Talking about tweeting – DDI Twitter lunch

Earlier in September, several of us met as part of the monthly DDI Twitter program brown bag lunch discussion series.  One of the overall goals of the program is to encourage a few faculty members to actively use Twitter in their courses, but another goal is to have meaningful discussions among interested faculty on academic uses of Twitter.


After introductions, I provided a list of potential uses of Twitter in a course (below).  We discussed everyone’s ideas for using Twitter, which ranged from trying out Twitter in a language class to tweeting as an entire discipline to develop its community. Attendees were concerned about privacy, as far as FERPA and HIPAA, and representing the university as an institution.  Attendees expressed a need for Duke to have an explcit social media policy, without stifling its use. Despite perceived complications, there was a lot of excitement about potential for spontaneous student participation, particularly from those who are more introverted.  I also demonstrated two Twitter clients for following a large volume of tweets, Tweetdeck for the desktop and the web-based Tweetgrid. Two additional discussions sessions have already been scheduled for this fall, so you can register now.

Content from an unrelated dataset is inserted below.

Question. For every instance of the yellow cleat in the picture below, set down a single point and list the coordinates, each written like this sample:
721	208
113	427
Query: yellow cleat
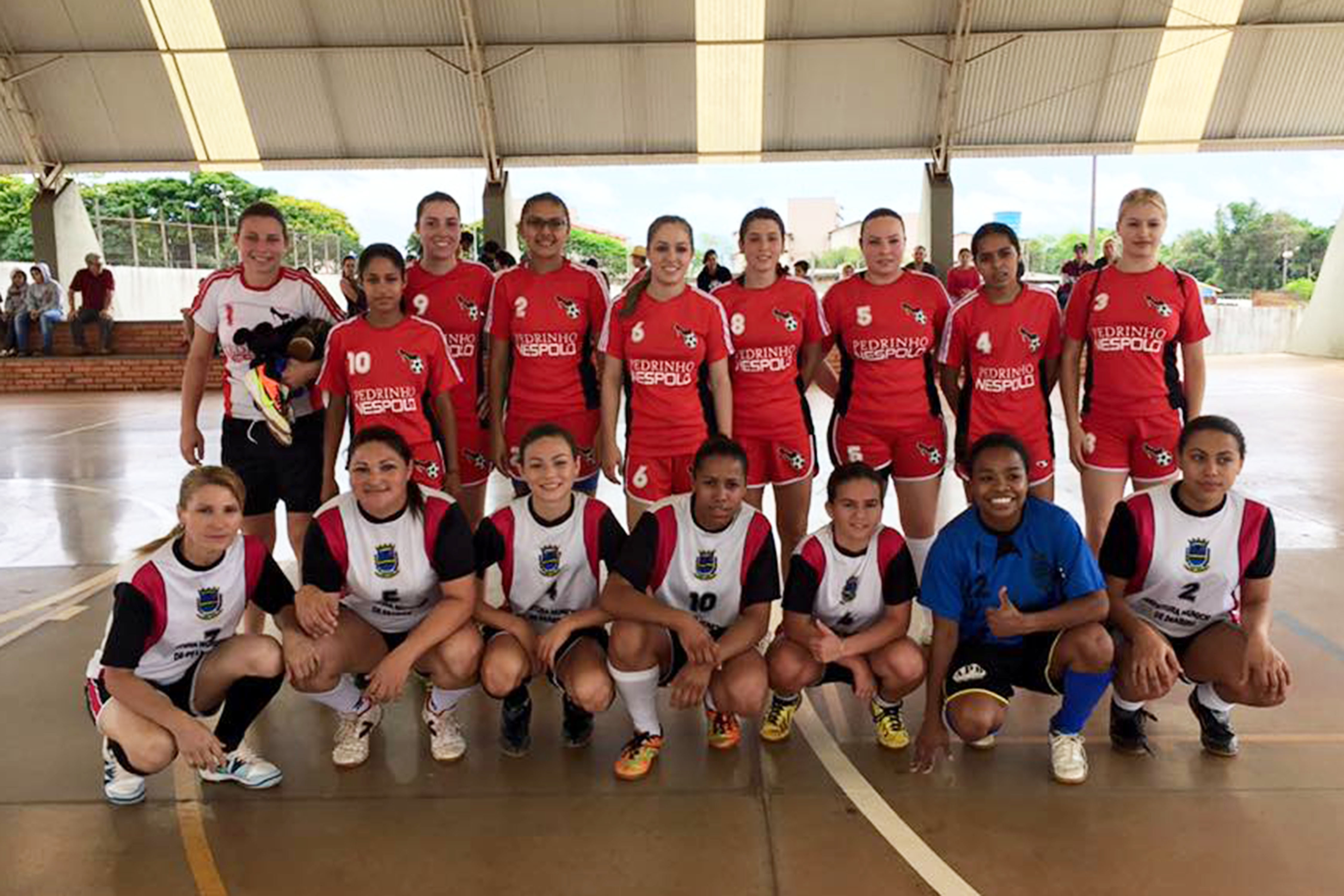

Use cases for which all students would need a mobile device, laptop or be in a lab during class:

  • Polling each student within class
  • Participating in a class “back channel,” which would consist of lecture summaries, commentary and questions

Use cases for which a portion, but not all, of students would have access to a mobile device or other computer during class:

  • Tweeting in groups of 3 to 5 students where the tweets reflect the group consensus following a discussion

Use cases for which students would have access to a mobile device, laptop or desktop machine outside of class:

  • Students could receive information tweeted by the instructor and/or teaching stafff  on course administrative issues and reminders.
  • Students could receive tweets from the instructor and/or  the teaching staff on course related topics.
  • Students may tweet containing links to course related research.
  • Students may tweet reflections on course materials and course related topics.
  • Students may search for tweets using course related keywords or follow relevant #hashtags (e.g. #iranelection)
  • Students may follow experts in the course discipline or pertinent public figures.
  • Students may use Twitter to conduct interviews with one or more followers.
  • Students may tweet notes from course readings.
  • Students may tweet field observations or lab results.
  • Students participating in service learning could communicate from a remote location and record observations or reflections.
  • Both students participating in remote service learning or study abroad could use Twitter to maintain a connection with their classmates or advisers on campus.
  • Foreign language students may tweet in the course language and follow Tweeters from their respective countries.
  • Students may tweet to request help from classmates, the instructor or teaching staff.
  • Students may tweet creatively, taking advantage of the 140 character limit in order to condense a large idea into a brief statement (e.g. literary works, world religions described in a single tweet)
  • Students may do research using tweets as data.